I then ran another instance of radostool and got a different hang.
gdb -p 20614
(gdb) bt
#0 pthread_cond_wait@@GLIBC_2.3.2 () at ../nptl/sysdeps/unix/sysv/linux/x86_64/pthread_cond_wait.S:162
#1 0x00007f78761ce583 in ?? () from /home/cmccabe/src/ceph/src/.libs/librados.so.1
#2 0x00007f78761b3c35 in RadosClient::write_full (this=0xb18420, pool=@0x7f786c0008b0, oid=@0x7fffb9ce0c40, bl=@0x7fffb9ce1140) at librados.cc:897
#3 0x00007f78761b3e1d in librados::Rados::write_full (this=0x7fffb9ce1310, pool=0x7f786c0008b0, o=@0x7fffb9ce1270, bl=@0x7fffb9ce1140) at librados.cc:1409
#4 0x00000000004134fe in main (argc=6, argv=0x7fffb9ce1528) at rados.cc:285
So it appears to have been waiting for a reply from the server.
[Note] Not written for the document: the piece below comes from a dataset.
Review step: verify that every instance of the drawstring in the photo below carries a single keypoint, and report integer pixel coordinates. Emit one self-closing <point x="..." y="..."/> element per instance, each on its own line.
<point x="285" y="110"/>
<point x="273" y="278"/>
Then I modified ceph.conf to increase debugging. Specifically, I set:
debug ms = 20
debug objecter = 20
debug monc 20
When I re-ran radostool with these settings, everything worked fine. Subsequent attempts to reproduce the first two hangs failed.
Configuration: vstart.sh with two OSDs. Standard ceph.conf.
Updated by Colin McCabe over 13 years ago
Perhaps 197928c26cec52e0f3f91e930988b1e5767e355b will resolve the radostool shutdown race condition.
The second backtrace seems to be an unrelated problem.
Updated by Sage Weil over 13 years ago
- Status changed from New to Resolved
The second issue looks like a transient osd issue.
Closing this for now, but we should keep an eye out for it happening again.